Predators increase the risk of catastrophic extinction of prey populations.

There has been considerable research on both top-down effects and on disturbances in ecological communities; however, the interaction between the two, when the disturbance is catastrophic, has rarely been examined. Predators may increase the probability of prey extinction resulting from a catastrophic disturbance both by reducing prey population size and by changing ecological traits of prey individuals such as habitat characteristics in a way that increases the vulnerability of prey species to extinction. We show that a major hurricane in the Bahamas led to the extinction of lizard populations on most islands onto which a predator had been experimentally introduced, whereas no populations became extinct on control islands. Before the hurricane, the predator had reduced prey populations to about half of those on control islands. Two months after the hurricane, we found only recently hatched individuals--apparently lizards survived the inundating storm surge only as eggs. On predator-introduction islands, those hatchling populations were a smaller fraction of pre-hurricane populations than on control islands. Egg survival allowed rapid recovery of prey populations to pre-hurricane levels on all control islands but on only a third of predator-introduction islands--the other two-thirds lost their prey populations. Thus climatic disturbance compounded by predation brought prey populations to extinction.

Effect of predators and area on invasion: an experiment with island spiders.

To assay the effect of area and predators on invasion success, spiders were introduced onto islands that were large, with lizard predators; large, without lizard predators; or small, without lizard predators. Short-term survival was greater on islands without than with predators; area had no effect. Spiders initially increased substantially on both groups of islands without lizards, but after 5 years they nearly died off on small islands while persisting on most large islands; populations in the presence of predators never increased above initial sizes. Results show how predators as well as area are important in determining invasion success.

Lizards reduce food consumption by spiders: mechanisms and consequences.

To determine the effect of lizards on webspider populations, we conducted a long-term field experiment in the Bahamas. Numbers of spider individuals were about 3 times higher in lizard-removal enclosures than in control enclosures with natural densities of lizards. Dietary analyses showed that lizards ate spiders and that lizard and spider diets overlapped substantially. Lizards reduced biomass of prey consumed by spiders; details indicated that they reduced biomass of large (> 4 mm) prey consumed by spiders more than biomass of small (≤4 mm) prey.
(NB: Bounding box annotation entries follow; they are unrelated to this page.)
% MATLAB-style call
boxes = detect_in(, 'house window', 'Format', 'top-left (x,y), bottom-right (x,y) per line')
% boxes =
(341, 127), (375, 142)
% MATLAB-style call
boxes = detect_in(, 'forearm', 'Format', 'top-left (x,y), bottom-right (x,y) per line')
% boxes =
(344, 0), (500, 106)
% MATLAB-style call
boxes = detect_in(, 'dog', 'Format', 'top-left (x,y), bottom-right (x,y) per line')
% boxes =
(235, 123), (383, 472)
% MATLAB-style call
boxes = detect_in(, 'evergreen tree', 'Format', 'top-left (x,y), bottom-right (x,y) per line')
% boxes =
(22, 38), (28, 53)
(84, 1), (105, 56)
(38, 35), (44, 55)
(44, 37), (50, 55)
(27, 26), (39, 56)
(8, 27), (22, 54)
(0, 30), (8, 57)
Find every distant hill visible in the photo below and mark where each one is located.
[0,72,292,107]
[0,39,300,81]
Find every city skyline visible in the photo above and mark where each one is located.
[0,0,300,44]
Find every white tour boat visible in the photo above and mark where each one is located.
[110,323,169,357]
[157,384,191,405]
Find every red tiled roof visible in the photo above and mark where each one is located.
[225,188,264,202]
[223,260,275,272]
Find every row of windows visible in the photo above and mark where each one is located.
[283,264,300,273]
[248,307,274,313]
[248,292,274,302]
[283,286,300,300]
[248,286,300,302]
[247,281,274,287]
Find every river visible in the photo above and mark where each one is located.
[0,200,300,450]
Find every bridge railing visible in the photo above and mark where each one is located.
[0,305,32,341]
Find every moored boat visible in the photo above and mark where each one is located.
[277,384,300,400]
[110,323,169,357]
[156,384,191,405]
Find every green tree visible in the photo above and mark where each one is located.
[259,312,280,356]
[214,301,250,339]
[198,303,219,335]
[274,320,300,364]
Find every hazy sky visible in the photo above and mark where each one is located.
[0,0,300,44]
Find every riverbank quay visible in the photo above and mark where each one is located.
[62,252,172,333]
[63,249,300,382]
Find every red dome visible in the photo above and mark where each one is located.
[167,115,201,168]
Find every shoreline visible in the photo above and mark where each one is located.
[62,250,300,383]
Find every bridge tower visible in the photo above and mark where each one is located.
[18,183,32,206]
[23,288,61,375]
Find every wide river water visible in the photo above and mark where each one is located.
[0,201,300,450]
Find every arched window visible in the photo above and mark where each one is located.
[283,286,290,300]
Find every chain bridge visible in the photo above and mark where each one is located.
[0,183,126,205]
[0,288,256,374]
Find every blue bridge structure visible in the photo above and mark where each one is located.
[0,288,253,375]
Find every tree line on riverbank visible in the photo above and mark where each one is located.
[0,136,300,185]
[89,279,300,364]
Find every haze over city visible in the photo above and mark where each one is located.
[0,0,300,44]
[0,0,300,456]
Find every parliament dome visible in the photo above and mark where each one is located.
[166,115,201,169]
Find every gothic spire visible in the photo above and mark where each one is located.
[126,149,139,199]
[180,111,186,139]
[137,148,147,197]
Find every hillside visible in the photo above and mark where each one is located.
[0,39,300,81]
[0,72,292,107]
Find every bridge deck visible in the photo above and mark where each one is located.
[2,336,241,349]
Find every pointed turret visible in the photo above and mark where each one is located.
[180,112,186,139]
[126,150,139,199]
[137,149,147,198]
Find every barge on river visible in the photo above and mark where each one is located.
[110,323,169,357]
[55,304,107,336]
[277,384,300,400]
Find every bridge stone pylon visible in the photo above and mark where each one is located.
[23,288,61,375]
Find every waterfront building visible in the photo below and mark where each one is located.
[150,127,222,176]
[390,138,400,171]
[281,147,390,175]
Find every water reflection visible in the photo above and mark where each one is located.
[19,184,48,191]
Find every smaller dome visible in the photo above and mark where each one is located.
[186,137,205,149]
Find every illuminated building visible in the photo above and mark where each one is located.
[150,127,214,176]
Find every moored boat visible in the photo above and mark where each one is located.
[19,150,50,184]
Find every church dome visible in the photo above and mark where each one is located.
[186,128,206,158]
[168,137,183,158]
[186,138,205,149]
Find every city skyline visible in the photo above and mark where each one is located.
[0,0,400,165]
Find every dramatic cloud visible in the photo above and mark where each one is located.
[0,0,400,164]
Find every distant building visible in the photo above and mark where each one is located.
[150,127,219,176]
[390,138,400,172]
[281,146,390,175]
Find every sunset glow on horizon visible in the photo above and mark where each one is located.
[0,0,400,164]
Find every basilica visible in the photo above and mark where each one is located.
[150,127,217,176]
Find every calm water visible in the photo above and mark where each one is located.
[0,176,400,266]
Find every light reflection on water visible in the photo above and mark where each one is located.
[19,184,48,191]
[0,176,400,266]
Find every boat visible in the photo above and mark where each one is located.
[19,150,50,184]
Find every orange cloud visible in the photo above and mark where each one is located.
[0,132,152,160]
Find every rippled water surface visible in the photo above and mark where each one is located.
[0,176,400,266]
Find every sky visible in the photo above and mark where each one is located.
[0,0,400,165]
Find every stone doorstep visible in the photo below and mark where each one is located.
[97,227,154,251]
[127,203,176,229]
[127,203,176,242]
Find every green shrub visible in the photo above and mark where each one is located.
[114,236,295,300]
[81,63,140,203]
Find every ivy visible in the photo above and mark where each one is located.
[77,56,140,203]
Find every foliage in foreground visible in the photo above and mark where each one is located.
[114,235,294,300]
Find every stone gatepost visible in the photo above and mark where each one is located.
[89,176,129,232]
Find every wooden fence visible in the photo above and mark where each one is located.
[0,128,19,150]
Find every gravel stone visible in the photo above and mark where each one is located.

Similarly, lizards reduced biomass of large aerial arthropods caught in sticky traps but not biomass of small aerial arthropods. We found no evidence that the lizard effect on prey consumption by spiders was caused by a spatial shift from areas with high aerial arthropod abundance to areas with low aerial arthropod abundance. Lizards reduced adult female cephalothorax width and fecundity of spiders. In a separate experiment, food-supplemented spiders were more fecund than control spiders. This study indicates that the interaction between lizards and spiders includes both predation and competition for food.

Effect of lizards on spider populations: manipulative reconstruction of a natural experiment.

Which species affect one another, how intensely, and the mechanisms of those effects are crucial data for understanding how ecological communities work. Tropical islands without lizards, the major top predators, have about ten times as dense web spider populations as those with lizards; processes responsible for this effect were experimentally simulated by removing lizards from randomly selected mainland plots. Spider densities in removal plots averaged 2.5 times as high as controls. Spider survival, prey abundance, and prey consumption were all negatively affected by lizards. Contrary to most studies, predator removal caused an increase in the number of spider species.